Consolidated Restaurant Rent Expense. Restaurant rent expense, as a percentage of total restaurant sales, decreased to 3.5% in the first nine months of 2011 from 3.8% in the first nine months of 2010 due primarily to the effect of higher sales volumes on fixed rental costs.

Consolidated General and Administrative Expenses. General and administrative expenses increased $3.2 million in the first nine months of 2011 to $27.1 million and, as a percentage of total restaurant sales, increased to 7.6% from 7.3% in the first nine months of 2010 due primarily to an increase of $0.9 million in performance-based administrative bonus accruals and higher allocated stock-based compensation expense of $0.6 million. General and administrative expenses included total allocated Carrols’ corporate expenses for executive management, information systems, stock-based compensation expense and certain accounting, legal and other administrative functions of $7.4 million and $6.4 million for the first nine months of 2011 and 2010, respectively.

Adjusted Segment EBITDA. As a result of the factors above, Adjusted Segment EBITDA for our Pollo Tropical restaurants increased to $27.8 million in the first nine months of 2011 from $22.4 million in the first nine months of 2010. Adjusted Segment EBITDA for our Taco Cabana restaurants increased to $20.6 million in the first nine months of 2011 from $20.2 million in the first nine months of 2010.

Depreciation and Amortization. Depreciation and amortization expense increased to $14.6 million in the first nine months of 2011 from $14.4 million in the first nine months of 2010.

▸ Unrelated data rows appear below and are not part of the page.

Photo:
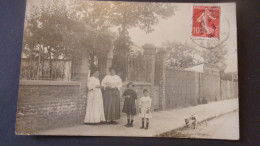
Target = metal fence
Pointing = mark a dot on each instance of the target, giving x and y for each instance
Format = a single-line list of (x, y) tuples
[(45, 70), (185, 88), (137, 69)]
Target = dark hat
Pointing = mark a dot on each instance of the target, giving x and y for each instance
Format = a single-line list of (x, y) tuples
[(93, 69), (145, 90), (130, 83)]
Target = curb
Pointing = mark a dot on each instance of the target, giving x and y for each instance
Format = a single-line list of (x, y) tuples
[(167, 133)]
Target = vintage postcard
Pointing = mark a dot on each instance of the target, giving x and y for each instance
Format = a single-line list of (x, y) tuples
[(135, 69)]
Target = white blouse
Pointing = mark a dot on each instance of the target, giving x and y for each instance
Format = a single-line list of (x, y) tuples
[(92, 83), (112, 81), (145, 102)]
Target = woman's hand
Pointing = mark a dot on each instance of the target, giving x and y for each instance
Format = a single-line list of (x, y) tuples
[(147, 111), (99, 86)]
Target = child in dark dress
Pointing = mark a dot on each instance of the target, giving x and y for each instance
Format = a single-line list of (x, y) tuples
[(129, 104)]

Impairment and Other Lease Charges. Impairment and other lease charges in the first nine months of 2011, in addition to the third quarter items discussed above, consisted of $0.6 million in other lease charges for two previously closed Pollo Tropical restaurants, $0.3 million of lease charges for a Taco Cabana restaurant that was closed in the second quarter of 2011, and $0.2 million in lease charges for two previously closed Taco Cabana restaurants.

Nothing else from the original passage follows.